Around 34.8 percent of respondents said they would visit the mainland, Macau and Taiwan when travel restrictions are completely lifted. Another 34.4 percent of respondents said they would travel to southeast Asia.
Only 14.9 percent said they would visit northeast Asia, where popular destinations for Hongkongers like Japan and South Korea lie.
About 18 percent said they will travel abroad within one month after travel restrictions are lifted.
About 36 percent said they will not cut their travel budget in the coming year. About 16.8 percent even said they would increase it.
More than three quarters also do not mind paying more for a safer trip. About 34.4 percent said they are willing to pay 10 percent or more, while 31.7 percent would pay 20 percent or more and 9.9 percent said they would pay more than 30 percent.
About half would not accept quarantine both at destination and upon returning.
The survey also found that when deciding their destinations, more travelers were concerned about travel restrictions and quarantine periods, as well as hygiene measures, rather than price concessions, or flexible cancellation or refund policies.
But travelers did not mind taking the virus test as 41.5 percent of respondents said they were willing to be tested once a week during their journey. Some 22.3 percent said they could take the test once every three days, while 9.1 percent said they were willing to be tested every day.
Alice Chan Cheung Lok-yee, the council's executive director, said TIC will share its findings with its members and partners.
"We hope the information collected will facilitate their planning and preparation for the recovery," she said.
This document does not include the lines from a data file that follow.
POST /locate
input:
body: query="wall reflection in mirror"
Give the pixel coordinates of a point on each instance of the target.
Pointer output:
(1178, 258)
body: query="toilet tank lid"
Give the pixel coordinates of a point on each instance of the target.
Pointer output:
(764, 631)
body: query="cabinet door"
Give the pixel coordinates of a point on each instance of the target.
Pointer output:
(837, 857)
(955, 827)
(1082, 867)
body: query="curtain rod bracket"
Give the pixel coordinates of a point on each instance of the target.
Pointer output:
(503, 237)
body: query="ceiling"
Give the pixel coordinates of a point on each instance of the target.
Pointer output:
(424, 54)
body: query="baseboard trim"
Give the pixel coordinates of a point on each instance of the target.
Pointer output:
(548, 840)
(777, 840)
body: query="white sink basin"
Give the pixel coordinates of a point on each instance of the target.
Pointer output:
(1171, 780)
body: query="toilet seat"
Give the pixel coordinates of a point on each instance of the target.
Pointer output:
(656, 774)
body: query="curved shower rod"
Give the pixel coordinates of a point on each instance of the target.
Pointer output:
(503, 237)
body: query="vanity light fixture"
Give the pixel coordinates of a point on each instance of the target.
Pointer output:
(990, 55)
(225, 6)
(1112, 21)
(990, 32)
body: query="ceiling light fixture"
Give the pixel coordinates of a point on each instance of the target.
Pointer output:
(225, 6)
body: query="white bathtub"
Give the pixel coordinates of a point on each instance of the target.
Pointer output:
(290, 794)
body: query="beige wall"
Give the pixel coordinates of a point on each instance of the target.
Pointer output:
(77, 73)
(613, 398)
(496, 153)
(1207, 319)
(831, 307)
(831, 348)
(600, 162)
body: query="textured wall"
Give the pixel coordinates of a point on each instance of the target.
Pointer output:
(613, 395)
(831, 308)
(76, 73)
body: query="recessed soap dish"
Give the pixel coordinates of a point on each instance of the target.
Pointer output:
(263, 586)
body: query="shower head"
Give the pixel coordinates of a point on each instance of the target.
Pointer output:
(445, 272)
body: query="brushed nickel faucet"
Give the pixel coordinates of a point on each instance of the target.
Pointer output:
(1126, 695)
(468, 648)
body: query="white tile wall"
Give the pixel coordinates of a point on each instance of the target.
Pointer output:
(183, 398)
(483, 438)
Tourism-sector lawmaker Yiu Si-wing said people would be concerned about safety and cost when deciding where to go after border restrictions are lifted.
He said the pandemic situation remains volatile in Japan and South Korea, while the mainland and Macau have fared the best.
"The economy in Hong Kong is not very good now so people may not consider traveling far away or to go somewhere expensive, and usually a family travels together so they need to think about the cost," Yiu said.
That came as Cathay Pacific told staff that vaccination could soon become a condition of employment.
In an internal letter to staff, the airline believed that vaccinations will be a requirement for crews to operate flights, and being vaccinated will be "an essential requirement of the job for any Hong Kong-based aircrew" in the future.
The letter also said 3,500 crew members have taken their first jabs and 2,000 of them have been fully vaccinated, but the number is still fewer than half of the crew members.